October 19, 2005
LETHA PROCTOR and Fred G. Beers (pictured above) did this tableau when the Pioneer Woman statue was first displayed in Ponca City, around 1932. This was a performance for the Progress Club that year.
Mr. Wayne Proctor was our registered pharmacist at the City Drug Store (643 Delaware) when the World War II clouds were hovering over Perry. That would be around 1935 or a little beyond. He came here at a time when our family was still mourning the 1931 loss of my Dad, Fred W. Beers, and my mother was still coping with the intricacies of operating a retail drug store business with absolutely no preparation. The law required that the registered pharmacist must have a degree, and Mr. Proctor had one. He was part of a succession of hired pharmacists who kept our store afloat, but he was one of the best. He spent only a couple of years here, but he was a friend of many Perry area residents during his brief tenure.
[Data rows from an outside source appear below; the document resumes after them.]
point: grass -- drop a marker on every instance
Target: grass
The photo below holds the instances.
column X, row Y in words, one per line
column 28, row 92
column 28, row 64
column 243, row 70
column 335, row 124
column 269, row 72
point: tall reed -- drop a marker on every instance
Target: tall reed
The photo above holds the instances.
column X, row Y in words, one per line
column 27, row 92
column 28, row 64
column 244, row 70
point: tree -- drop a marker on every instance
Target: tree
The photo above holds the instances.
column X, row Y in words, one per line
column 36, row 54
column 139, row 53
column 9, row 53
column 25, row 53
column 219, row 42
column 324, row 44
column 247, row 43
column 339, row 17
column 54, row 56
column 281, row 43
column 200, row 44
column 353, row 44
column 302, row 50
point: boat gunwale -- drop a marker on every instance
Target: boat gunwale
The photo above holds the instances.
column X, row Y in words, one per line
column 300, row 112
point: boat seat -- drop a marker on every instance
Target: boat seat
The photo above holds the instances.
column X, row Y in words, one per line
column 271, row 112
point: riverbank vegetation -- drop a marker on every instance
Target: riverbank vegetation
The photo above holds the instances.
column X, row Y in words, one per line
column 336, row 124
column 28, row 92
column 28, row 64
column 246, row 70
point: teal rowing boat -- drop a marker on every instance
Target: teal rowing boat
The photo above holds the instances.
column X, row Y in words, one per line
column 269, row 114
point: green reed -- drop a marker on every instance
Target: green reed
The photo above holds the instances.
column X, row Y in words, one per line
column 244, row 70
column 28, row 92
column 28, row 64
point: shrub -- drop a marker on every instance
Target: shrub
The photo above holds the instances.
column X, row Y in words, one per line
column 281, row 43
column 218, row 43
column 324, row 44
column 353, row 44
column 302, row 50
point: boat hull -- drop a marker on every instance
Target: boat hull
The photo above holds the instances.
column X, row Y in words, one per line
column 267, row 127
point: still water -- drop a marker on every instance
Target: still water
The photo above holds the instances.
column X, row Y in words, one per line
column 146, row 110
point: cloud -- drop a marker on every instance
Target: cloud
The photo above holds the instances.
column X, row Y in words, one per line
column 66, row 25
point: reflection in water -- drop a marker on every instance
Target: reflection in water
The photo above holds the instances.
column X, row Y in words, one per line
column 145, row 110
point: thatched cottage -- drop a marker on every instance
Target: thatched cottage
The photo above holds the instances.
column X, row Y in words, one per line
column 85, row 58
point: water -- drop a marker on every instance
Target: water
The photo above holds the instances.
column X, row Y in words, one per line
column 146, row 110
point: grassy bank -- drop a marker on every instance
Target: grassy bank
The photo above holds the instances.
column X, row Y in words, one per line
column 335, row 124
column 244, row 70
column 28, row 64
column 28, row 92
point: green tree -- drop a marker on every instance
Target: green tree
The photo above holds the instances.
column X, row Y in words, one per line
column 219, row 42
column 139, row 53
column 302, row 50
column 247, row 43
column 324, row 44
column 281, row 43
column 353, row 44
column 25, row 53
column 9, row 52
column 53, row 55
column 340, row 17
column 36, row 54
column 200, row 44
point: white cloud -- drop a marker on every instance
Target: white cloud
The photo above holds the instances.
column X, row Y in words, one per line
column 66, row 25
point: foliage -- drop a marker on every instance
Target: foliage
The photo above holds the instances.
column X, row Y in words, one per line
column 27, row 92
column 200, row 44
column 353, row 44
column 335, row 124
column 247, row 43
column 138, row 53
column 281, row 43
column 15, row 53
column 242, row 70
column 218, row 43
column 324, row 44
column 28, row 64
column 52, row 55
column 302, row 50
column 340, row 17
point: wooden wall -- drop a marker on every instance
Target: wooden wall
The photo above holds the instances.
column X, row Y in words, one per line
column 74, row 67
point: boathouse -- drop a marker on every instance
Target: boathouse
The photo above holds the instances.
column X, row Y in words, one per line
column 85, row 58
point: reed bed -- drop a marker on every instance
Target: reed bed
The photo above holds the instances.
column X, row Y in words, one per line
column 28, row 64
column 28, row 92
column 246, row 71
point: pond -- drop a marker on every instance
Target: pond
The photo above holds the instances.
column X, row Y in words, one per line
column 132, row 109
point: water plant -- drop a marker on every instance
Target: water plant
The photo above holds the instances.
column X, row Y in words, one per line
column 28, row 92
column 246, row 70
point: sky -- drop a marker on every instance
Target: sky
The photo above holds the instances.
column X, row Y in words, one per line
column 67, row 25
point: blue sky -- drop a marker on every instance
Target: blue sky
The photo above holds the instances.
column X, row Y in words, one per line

This is not to put down the others. Some of them were Arthur Reed, a rotund little Republican who ordered most of his meals from the Kumback menu; and Bill Good, a very likable and friendly person who had personal problems. Heading the list, probably, would be the late Merrill Hamous, a Perry-grown pharmacist who worked for our family before he joined Charlie Watson's crew at the Brownie Drug, and, later, his own store in the Masonic building. It was called Hamous & Hopper Pharmacy.
Then, of course, there was my cousin, Fred W. Beers, who came here when my Dad died and served as manager of the store until leaving Perry in 1939. He was not a registered pharmacist. Mr. and Mrs. Proctor had no children but they sort of adopted me and my sisters, and we thought of them as a kindly aunt and uncle. The city employed her as librarian and she was active in many roles. When the Pioneer Woman statue at Ponca City was being dedicated, she and I did a tableau with that theme. I was just a punk little kid, about ten years old, but we had fun.
Looking back, those were mostly good days and I know I learned a lot from the people who went out of their way to be helpful. I miss them all.